Electron Beam Vs Solvent Ink

Electron Beam vs. Solvent Ink: The Difference in Printing Inks (Part II)

There are four main factors when examining the true value of ink used in flexible package printing and other applications: 1. Quality—what is the final visual result of the printed product. Are there smears? Did the ink lay down properly? 2. Cost—what kind of cost benefits or increases did the specific ink you chose cause? 3. Environmental—does the ink you use result in unnecessary harm to the environment or cause the printing operation to pass certain regulatory tests and certifications? 4. Safety—the ink that is used, is it safe for both what’s going into the package and for the machine operators and transporters? Let’s examine each numbered point as it relates to solvent ink vs. electron beam ink:

1. Quality—EB ink, such as GelFlex EB, produces Gravure-like quality compared to solvent ink. Some of the main factors include resolution and tonal value. GelFlex-EB is able to go to 180 LPI, resulting in a higher resolution and tone. There is also 50% less dot gain, giving the product a higher contrast, as well as brightness and smoother vignettes. EB ink also reduces graininess, has a higher solid ink density and boasts the highest physical properties.

2. Cost—it’s no secret that the dollar bottom line has a big impact on choosing what ink to use.
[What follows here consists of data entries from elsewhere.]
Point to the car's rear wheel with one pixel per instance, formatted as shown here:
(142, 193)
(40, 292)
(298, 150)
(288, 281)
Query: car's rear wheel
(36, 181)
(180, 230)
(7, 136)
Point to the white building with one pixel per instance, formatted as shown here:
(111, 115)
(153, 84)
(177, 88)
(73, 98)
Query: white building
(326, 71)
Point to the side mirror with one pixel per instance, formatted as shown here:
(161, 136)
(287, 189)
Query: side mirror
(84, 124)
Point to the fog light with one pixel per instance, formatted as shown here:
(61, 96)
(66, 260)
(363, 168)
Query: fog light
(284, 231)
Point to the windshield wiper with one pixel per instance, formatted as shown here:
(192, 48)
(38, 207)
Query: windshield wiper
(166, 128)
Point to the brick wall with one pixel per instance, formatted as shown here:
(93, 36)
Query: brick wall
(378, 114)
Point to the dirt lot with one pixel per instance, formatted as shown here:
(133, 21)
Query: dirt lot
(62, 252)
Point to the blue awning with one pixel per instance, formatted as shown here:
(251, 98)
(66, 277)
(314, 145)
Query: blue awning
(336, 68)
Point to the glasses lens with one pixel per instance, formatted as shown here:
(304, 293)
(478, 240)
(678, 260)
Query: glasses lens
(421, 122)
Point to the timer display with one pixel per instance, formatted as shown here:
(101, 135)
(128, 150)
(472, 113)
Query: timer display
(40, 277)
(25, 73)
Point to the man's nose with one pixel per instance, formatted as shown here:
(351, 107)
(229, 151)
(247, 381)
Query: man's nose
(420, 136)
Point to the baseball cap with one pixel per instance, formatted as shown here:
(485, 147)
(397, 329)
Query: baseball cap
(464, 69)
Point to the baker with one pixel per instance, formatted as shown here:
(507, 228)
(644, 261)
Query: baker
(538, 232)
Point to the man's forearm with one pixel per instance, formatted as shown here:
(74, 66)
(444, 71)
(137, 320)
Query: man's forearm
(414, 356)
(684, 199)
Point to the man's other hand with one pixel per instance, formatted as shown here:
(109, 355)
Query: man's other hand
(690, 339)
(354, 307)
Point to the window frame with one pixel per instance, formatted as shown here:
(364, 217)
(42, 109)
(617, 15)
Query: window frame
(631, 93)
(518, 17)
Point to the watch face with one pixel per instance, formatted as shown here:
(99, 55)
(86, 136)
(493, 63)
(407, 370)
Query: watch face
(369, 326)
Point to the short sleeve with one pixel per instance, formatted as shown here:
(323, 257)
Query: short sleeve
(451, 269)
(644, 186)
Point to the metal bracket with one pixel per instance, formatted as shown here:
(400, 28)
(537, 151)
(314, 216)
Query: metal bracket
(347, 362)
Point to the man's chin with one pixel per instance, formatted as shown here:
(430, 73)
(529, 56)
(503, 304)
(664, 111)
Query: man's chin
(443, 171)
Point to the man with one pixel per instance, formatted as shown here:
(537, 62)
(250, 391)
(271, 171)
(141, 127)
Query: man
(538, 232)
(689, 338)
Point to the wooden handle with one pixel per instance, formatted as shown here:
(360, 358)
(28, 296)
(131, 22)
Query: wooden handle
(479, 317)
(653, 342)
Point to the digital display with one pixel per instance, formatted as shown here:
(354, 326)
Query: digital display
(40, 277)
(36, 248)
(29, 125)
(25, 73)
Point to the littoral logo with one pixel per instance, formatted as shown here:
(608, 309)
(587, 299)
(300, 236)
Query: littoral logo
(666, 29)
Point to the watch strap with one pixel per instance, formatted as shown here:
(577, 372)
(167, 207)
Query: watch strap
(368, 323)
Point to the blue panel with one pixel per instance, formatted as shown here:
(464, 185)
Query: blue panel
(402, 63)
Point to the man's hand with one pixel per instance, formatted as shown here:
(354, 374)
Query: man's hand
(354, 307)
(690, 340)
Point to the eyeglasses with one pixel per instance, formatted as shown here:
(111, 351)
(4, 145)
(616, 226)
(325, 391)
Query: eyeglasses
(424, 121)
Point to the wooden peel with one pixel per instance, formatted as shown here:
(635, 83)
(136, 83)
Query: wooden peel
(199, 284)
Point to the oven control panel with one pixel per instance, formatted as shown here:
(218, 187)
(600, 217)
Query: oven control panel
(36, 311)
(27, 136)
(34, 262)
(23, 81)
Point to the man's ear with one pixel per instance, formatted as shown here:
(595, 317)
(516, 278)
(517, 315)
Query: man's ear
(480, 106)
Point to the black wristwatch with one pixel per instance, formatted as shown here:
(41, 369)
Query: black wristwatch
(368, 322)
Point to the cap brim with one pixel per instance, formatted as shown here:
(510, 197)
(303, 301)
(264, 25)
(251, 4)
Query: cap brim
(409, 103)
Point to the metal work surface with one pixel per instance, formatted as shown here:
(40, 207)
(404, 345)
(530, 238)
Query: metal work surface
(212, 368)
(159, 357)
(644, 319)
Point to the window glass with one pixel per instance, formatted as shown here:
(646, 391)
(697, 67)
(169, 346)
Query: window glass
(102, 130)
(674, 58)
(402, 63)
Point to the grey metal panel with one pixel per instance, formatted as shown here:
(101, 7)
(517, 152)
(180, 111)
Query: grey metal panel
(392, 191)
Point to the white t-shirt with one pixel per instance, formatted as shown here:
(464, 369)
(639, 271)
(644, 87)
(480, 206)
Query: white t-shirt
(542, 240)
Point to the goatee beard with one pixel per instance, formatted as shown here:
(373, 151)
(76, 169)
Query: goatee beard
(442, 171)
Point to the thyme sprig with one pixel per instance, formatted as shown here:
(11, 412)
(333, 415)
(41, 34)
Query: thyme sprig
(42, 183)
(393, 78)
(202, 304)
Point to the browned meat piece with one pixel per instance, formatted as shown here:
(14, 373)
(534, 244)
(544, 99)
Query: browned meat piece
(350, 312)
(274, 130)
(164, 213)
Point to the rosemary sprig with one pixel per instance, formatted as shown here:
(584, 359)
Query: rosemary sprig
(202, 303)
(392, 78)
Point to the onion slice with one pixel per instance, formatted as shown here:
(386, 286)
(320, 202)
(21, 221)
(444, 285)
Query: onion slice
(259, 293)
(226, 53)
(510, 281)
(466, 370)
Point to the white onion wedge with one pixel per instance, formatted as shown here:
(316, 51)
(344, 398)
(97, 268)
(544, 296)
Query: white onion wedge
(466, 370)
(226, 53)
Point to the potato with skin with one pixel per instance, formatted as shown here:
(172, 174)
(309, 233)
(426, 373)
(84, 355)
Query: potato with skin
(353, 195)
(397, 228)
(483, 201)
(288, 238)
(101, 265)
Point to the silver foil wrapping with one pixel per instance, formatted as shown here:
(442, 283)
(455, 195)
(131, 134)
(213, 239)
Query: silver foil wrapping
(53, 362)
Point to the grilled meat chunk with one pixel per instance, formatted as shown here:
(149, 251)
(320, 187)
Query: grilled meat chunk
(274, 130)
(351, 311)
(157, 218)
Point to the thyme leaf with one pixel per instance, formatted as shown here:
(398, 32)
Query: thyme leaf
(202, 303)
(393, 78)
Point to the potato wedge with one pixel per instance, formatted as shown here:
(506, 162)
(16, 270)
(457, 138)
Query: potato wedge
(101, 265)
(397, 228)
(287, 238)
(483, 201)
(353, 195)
EB has less cost due to the fact that there is 25% less energy consumption, 60% less color ink laydown and printers only need one eBeam dryer at the end (all interstation dryers are eliminated). It should also be noted that there is a significant reduction in waste because of no thermal distortion and quick color matching.

3. Eco-friendly—with electron beam ink, there are no VOCs. EB also reduces solvent emissions by 90% and ink composition by 60%. Also compared to solvent ink, EB requires less regulatory and insurance costs.

4. Safety—EB has always been safe for food, that’s why it is FDA compliant, has the lowest odor, taint and extractables levels and both the workers and food itself won’t be negatively affected.